As the woman's work intensifies, however, so do the poem's sounds. Listen to lines 7-11, for instance:
[...] gathered barley, wheat, corn.
Twins were born. To feed four,
she grafted harder, second job in the alehouse,
food in the larder, food on the table,
she was game, able. [...]
Though the poem doesn't follow a steady rhyme scheme, the combination of assonance and consonance creates many full or slant internal rhymes. Here, note the full rhymes between "corn" and "born," "harder" and "larder," and "table" and "able," as well as a slant end rhyme between "corn" and "four."
Again, these emphatic sounds seem to multiply along with the woman's children.
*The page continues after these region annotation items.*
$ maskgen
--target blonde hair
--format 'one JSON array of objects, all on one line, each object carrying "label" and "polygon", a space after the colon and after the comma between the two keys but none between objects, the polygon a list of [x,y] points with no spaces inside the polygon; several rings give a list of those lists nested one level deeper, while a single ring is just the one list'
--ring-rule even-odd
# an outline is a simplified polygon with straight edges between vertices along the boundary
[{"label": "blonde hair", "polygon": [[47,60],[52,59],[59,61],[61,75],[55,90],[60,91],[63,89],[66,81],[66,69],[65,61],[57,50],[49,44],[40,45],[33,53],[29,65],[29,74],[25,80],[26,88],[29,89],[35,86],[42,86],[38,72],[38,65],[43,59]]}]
In lines 22-23, listen to the shared long /ay/ sounds of "trains," "came," and "planes" (with "trains" and "planes" again creating an internal rhyme). There's then another slant end rhyme between "sound" and "now" in lines 23-24.
The sounds only grow more intense in stanzas 7, where incessant long /ee/ assonance ("TVs, / designed PCs, ripped CDs, burned DVDs) evokes the endless nature of the woman's work. And this sound continues into stanza 8:
she trawled the seas, hoovered fish, felled trees,
grazed beef, sold cheap fast food, put in
a 90-hour week. [...]
Note, too, the /f/ alliteration and consonance here ("fish," "felled," "fast food," "beef"), as well as the internal rhyme of "seas" and "trees." Overall, these sounds feel relentless, thereby suggesting humanity's seemingly unstoppable greed and exploitation of the earth.
In the last stanza, /ay/ assonance ("lay in a grave"), /s/ alliteration ("scattered," "swam," etc.), /w/ alliteration ("world, wept") and an internal rhyme between "rain" and "grain" adds intensity to the imagery of the woman sacrificing herself for her children.